CD38: A target in relapsed/refractory acute lymphoblastic leukemia-Limitations in treatment and diagnostics.

机构信息

Department of Pediatric Hematology and Oncology, Charles University Second Faculty of Medicine, CLIP, Prague, Czech Republic.

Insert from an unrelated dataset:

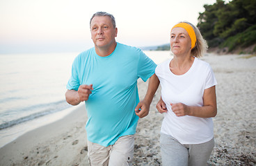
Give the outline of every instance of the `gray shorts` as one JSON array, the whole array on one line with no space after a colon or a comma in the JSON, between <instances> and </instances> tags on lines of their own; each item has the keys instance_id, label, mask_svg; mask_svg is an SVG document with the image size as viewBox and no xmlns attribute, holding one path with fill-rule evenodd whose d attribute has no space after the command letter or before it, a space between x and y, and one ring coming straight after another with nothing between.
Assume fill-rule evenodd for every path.
<instances>
[{"instance_id":1,"label":"gray shorts","mask_svg":"<svg viewBox=\"0 0 256 166\"><path fill-rule=\"evenodd\" d=\"M202 143L182 145L173 137L161 133L163 166L205 166L214 147L214 139Z\"/></svg>"},{"instance_id":2,"label":"gray shorts","mask_svg":"<svg viewBox=\"0 0 256 166\"><path fill-rule=\"evenodd\" d=\"M134 136L122 136L114 145L104 147L88 141L90 166L131 165L134 160Z\"/></svg>"}]
</instances>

Department of Pediatric Hematology and Oncology, Motol University Hospital, Prague, Czech Republic.

出版信息

Pediatr Blood Cancer. 2022 Sep;69(9):e29779. doi: 10.1002/pbc.29779. Epub 2022 May 20.

Abstract

Daratumumab, an anti-CD38 antibody, is used experimentally in the treatment of relapsed acute lymphoblastic leukemia (ALL). We treated five patients suffering from relapsed ALL with daratumumab. Four patients had T ALL, three of whom achieved complete remission (CR) after treatment and underwent stem cell transplant (SCT). Two of them had a second relapse and died 6 and 8 months after SCT, respectively. One transplanted T ALL patient remained in CR2 15 months after relapse. In the remaining T-ALL patient, the disease progressed under daratumumab treatment, and the patient died early after the first relapse. The B-cell precursor ALL patient with a second CD19-negative relapse, whose disease turned out to be resistant to the combination of daratumumab with chemotherapy, later achieved CR3 with inotuzumab ozogamicin, underwent SCT and remained in CR3. Leukemia burden should be monitored after daratumumab, and care should be taken not to misclassify leukemic cells with false negativity of surface CD38; using an antibody reacting with nondaratumumab epitopes is advantageous.

摘要

达雷妥尤单抗是一种抗 CD38 抗体,在复发性急性淋巴细胞白血病(ALL)的治疗中被用作实验性治疗。我们用达雷妥尤单抗治疗了 5 例复发性 ALL 患者。4 例为 T-ALL,其中 3 例经治疗后达到完全缓解(CR)并接受了干细胞移植(SCT)。其中 2 例在 SCT 后 6 个月和 8 个月时分别出现第二次复发并死亡。1 例 T-ALL 移植患者在复发后 15 个月仍处于 CR2。在其余的 T-ALL 患者中,疾病在达雷妥尤单抗治疗下进展,该患者在第一次复发后不久就死亡。那位患有第二次 CD19 阴性复发的 B 细胞前体 ALL 患者,其疾病对达雷妥尤单抗联合化疗的组合产生耐药性,后来使用奥加妥珠单抗(inotuzumab ozogamicin)达到了 CR3,并接受了 SCT,目前仍处于 CR3。达雷妥尤单抗治疗后应监测白血病负荷,并且应注意不要因 CD38 表面假阴性而错误分类白血病细胞;使用与达雷妥尤单抗不同表位结合的抗体是有利的。